O Eulampio estava acostumado a trabalhar com os antigos discos de 78 rotações por minuto, e foi nessa velocidade que ele colocou o LP que era de 33 rotações.

Foi uma baboseira danada.

Ainda bem que o Simonal encarou na esportiva, e todos acabaram rindo do ocorrido.

sexta-feira, 11 de dezembro de 2009

Grandes radialistas e suas grandes gafes - Algaci Tulio

0038 – ALGACI TÚLIO
Algaci Túlio (foto) saiu da rádio apressado para fazer a reportagem de um grande incêndio que ocorria num bairro de Curitiba. Ele ansiava por um furo de reportagem. Ia preocupado; será que havia vítimas? 

Chegando ao local, constatou que era o único repórter que ali estava. Ligou rapidamente o equipamento, chamou a rádio, entrou no ar e começou a narrar a ocorrência: 

– “Estamos frente a um incêndio de grandes proporções. É impressionante a altura das chamas… são enormes!"
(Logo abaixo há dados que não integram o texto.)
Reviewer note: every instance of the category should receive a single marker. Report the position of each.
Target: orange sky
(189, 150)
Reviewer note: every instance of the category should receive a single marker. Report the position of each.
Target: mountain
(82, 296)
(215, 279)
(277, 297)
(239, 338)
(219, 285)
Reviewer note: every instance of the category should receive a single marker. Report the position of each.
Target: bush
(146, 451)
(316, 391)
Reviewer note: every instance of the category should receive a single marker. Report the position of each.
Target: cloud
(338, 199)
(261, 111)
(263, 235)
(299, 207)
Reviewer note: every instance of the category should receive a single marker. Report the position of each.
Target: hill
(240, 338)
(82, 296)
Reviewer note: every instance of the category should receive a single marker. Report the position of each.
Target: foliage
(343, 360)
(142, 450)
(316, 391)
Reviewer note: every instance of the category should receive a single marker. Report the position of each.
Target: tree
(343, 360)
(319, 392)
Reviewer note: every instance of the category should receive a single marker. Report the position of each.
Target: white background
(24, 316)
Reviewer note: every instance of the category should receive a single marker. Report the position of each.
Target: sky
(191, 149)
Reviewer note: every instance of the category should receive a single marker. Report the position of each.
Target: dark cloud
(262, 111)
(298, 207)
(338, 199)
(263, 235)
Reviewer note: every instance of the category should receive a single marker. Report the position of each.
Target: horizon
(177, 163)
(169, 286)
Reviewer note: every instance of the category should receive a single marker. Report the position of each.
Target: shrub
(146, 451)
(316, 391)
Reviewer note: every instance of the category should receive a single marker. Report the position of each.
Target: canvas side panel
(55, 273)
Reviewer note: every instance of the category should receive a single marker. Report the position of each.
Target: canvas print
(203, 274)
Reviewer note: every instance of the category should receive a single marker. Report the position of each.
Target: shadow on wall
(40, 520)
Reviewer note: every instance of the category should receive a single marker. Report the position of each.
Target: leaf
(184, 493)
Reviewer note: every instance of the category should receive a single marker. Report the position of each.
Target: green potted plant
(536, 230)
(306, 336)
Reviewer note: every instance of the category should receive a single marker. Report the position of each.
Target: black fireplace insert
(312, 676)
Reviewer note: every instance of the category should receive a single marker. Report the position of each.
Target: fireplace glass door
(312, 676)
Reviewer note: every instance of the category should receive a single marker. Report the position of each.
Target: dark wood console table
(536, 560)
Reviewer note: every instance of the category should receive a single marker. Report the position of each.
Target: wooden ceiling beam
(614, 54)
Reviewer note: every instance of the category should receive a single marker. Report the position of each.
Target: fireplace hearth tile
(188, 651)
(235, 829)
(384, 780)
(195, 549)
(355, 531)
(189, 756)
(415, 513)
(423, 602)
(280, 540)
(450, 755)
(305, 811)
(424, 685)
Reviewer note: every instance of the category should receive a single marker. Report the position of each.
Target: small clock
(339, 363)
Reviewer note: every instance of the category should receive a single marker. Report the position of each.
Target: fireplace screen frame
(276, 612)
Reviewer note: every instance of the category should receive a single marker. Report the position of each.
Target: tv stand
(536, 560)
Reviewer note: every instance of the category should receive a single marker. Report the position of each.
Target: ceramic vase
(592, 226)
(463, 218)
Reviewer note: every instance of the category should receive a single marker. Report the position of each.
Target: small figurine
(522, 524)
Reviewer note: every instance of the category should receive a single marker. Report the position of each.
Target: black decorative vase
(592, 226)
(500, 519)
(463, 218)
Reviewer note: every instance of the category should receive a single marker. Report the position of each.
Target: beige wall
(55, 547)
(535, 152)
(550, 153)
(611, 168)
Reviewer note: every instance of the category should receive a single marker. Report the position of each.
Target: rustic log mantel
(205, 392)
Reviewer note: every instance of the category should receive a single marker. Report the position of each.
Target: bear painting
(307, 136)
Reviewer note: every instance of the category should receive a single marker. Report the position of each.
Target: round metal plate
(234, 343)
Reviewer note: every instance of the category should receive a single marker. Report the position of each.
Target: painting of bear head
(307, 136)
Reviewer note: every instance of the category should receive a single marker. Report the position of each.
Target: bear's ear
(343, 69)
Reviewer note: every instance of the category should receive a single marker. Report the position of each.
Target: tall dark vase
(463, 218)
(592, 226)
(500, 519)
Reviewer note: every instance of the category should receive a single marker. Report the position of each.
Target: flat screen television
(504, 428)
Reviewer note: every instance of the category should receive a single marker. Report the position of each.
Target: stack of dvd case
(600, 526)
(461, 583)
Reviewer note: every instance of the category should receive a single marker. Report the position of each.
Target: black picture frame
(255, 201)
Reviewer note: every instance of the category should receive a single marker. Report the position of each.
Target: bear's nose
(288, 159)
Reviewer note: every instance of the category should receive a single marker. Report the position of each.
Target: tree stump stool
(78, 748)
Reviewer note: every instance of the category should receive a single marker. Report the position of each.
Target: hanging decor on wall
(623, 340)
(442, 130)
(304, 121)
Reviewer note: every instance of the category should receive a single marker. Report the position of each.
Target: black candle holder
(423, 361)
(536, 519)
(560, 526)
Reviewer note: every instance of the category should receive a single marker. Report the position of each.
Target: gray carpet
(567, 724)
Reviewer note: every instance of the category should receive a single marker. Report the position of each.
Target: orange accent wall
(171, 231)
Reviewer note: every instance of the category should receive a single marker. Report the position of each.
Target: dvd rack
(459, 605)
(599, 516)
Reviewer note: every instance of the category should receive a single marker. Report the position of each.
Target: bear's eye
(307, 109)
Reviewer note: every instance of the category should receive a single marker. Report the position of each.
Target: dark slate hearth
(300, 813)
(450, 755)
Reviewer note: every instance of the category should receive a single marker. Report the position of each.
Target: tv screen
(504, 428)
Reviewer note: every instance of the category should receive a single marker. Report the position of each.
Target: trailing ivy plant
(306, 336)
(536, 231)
-"A casa está sendo totalmente destruída, o que é profundamente lamentável. Felizmente não houve vítimas, segundo informação dos bombeiros… Mas, o que está acontecendo?… Eles estão retirando algo coberto de chamas. Parece um corpo! Ah! Que coisa triste, coitadinho. É um gatinho que retiraram de dentro da casa. Dá pena de ver! Ele virou uma verdadeira tocha humana!”.


Foi um furo e tanto.
 

sexta-feira, 11 de dezembro de 2009
Grandes radialistas e suas grandes gafes - Marcus Aurélio e o “Melhoral”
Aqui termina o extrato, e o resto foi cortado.